Conchita no llegó a crecer nunca. Creo que por eso nadie la llamaba nunca Concha, por más años que pasaran. Para mí fue siempre la madre de Vero. Una señora a la que había de mirar despacio porque no te la acababas con un simple vistazo. Imposible pasar frente a ella sin detenerse a observar a esa mujer de edad imprecisa, siempre maquillada para salir a escena como una Edith Piaf cantando a dúo con la Lupe que su vida es puro teatro. Su pequeñez de canto rodado la hizo indestructible a las adversidades de los malos tiempos, que los hubo. Pero también la hizo libre cuando la libertad era una osadía imperdonable.
Su vida era como un diario adolescente lleno de secretos antiguos que ibas vislumbrando en cada página pero sin estar nunca segura de haber descubierto lo que escondían sus ojos. Creo que se sentía inmortal porque se pinchaba un combinado de teatro y poesía en vena. Una pócima de savia nueva que extraía de sus alumnos del Liceo Francés a quienes enseñaba a hablar el castellano de Miguel Hernández, de Federico García Lorca y de Antonio Machado. Pero más que maestra, a Conchita Molina le gustaba llamarse teatrera. Así, sin las grandes ínfulas que se arrogan las divas del arte de Thalía.
Porque el teatro era su religión, su pasión, el único sacerdocio que ejerció toda la vida, incluso más allá de la jubilación. Un teatro de carretera y manta, de barraca, de corral de comedias, de pueblo llano, de salón de actos escolar, de niños sobre el escenario. Teatro con el que consolar a los heridos y tocarle los huevos al mismísimo diablo si hace falta. Teatro de abajo arriba para formar personas libres desde las aulas.
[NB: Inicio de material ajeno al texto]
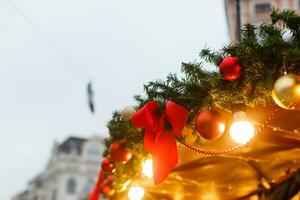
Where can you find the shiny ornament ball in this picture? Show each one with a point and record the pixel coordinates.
(210, 124)
(190, 139)
(107, 165)
(286, 92)
(118, 152)
(230, 68)
(127, 112)
(106, 190)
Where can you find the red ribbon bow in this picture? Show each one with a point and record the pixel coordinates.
(158, 140)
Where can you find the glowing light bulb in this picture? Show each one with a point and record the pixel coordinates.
(147, 169)
(136, 193)
(241, 130)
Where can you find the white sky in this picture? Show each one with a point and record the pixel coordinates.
(49, 49)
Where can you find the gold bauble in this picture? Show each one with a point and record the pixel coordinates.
(286, 92)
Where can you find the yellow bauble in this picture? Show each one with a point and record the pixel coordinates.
(286, 92)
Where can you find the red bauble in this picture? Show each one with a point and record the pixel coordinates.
(210, 124)
(118, 152)
(230, 68)
(107, 165)
(107, 188)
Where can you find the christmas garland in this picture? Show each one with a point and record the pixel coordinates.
(259, 70)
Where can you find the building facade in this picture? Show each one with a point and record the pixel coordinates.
(254, 12)
(71, 172)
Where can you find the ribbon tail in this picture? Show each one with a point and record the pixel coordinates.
(96, 193)
(177, 116)
(149, 141)
(165, 157)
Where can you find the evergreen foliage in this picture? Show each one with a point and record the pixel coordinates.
(263, 52)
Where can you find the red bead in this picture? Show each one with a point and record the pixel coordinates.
(230, 68)
(210, 124)
(118, 152)
(107, 165)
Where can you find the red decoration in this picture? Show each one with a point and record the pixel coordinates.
(107, 165)
(95, 194)
(230, 68)
(158, 140)
(210, 124)
(106, 188)
(118, 152)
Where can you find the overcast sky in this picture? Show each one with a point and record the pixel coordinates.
(49, 49)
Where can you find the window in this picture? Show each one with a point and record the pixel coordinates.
(89, 186)
(71, 186)
(262, 8)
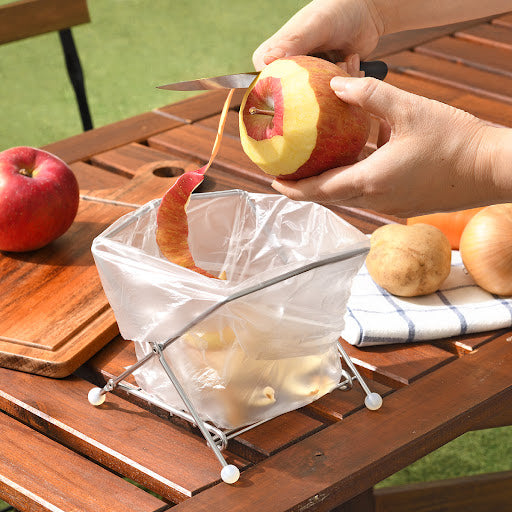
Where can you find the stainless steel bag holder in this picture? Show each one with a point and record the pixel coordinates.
(216, 438)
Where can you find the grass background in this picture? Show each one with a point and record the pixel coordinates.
(130, 47)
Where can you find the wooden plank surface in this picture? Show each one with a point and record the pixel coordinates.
(487, 109)
(398, 365)
(397, 42)
(492, 35)
(134, 129)
(125, 438)
(475, 81)
(32, 480)
(27, 18)
(469, 53)
(333, 465)
(54, 312)
(254, 445)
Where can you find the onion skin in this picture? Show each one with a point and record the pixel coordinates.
(486, 248)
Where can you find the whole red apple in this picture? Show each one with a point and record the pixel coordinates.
(292, 124)
(39, 198)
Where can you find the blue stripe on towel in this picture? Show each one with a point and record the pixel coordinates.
(506, 304)
(402, 313)
(460, 316)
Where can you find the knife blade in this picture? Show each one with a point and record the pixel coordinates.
(376, 69)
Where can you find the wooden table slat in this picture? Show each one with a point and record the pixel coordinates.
(30, 478)
(134, 129)
(489, 34)
(333, 465)
(505, 20)
(134, 158)
(398, 365)
(33, 17)
(487, 109)
(129, 440)
(489, 85)
(491, 60)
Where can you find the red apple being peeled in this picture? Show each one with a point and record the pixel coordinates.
(39, 198)
(292, 124)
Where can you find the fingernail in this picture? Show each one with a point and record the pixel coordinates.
(338, 83)
(274, 54)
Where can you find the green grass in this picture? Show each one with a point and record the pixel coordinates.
(130, 47)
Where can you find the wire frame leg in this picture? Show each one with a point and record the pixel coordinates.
(373, 401)
(229, 473)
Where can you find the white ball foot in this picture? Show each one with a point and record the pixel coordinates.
(230, 474)
(95, 397)
(373, 401)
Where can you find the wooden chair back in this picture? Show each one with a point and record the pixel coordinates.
(28, 18)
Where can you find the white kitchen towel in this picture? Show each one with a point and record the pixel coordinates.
(375, 317)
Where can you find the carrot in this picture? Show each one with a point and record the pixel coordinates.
(452, 224)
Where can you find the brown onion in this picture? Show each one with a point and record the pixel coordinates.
(486, 248)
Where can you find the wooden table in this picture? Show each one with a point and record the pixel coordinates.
(60, 453)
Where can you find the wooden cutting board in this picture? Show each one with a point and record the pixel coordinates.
(54, 313)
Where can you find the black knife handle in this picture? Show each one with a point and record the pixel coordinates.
(374, 68)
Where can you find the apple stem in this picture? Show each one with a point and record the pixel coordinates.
(254, 110)
(26, 172)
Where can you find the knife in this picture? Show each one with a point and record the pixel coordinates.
(375, 69)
El teatro fue el plato principal de su menú vital, pero su dieta también fue rica en feminismo. Un feminismo militante de los que tomaban la calle para demandar derechos que hoy nos vienen de serie. La píldora anticonceptiva, el divorcio o la exigencia de que nadie, excepto nosotras mismas, mande en nuestros ovarios. Conchita comunista, guionista, maestra, directora teatral, sindicalista, feminista y “mater amatísima”. Una madre de las que solo existen en las novelas o en las películas. Una madre intergeneracional. Una zelig atemporal, camaleónica, que se convierte en adolescente cervecera de fin de semana, en hechicera de conjuros ancestrales o en confidente de confesionario laico detrás de una barra de bar.
Sus amigos la han despedido esta semana en un acto como a ella le habría gustado. Con mucho amor, con poemas, con “La Boheme” de Charles Aznavour y el “Te recuerdo Amanda” de Víctor Jara. Realmente no ha sido una despedida, sino un “hasta luego” infinito. La muerte no cabía en el mundo de Conchita Molina porque ella era energía en estado puro. Solo la ha transformado. Sigue revoloteando entre sus libros, sus obras de teatro, sus máscaras, sus amuletos.
Había comenzado a escribir su autobiografía pero no le ha dado tiempo a terminarla así que deja trabajo pendiente para los que la conocían sin maquillaje. También deja sin estrenar su última obra teatral “Pedrolo quiere volar”, que se convertirá en un homenaje postrero cuando se estrene, como siempre en mayo, en su amado Liceo. La ha dejado escrita en su cuaderno de colegiala aventajada. Esperaba que su hija lo pasara al ordenador estas vacaciones. Se lo había pedido como regalo de Navidad.
Me cuentan que poco antes de partir, una madrugada de diciembre, soñó con la nieve cayendo suavemente sobre la montaña. Al día siguiente, Aitana amaneció con una fina manta nevada sobre su cima. Lo que Conchita Molina imaginaba se convertía en realidad.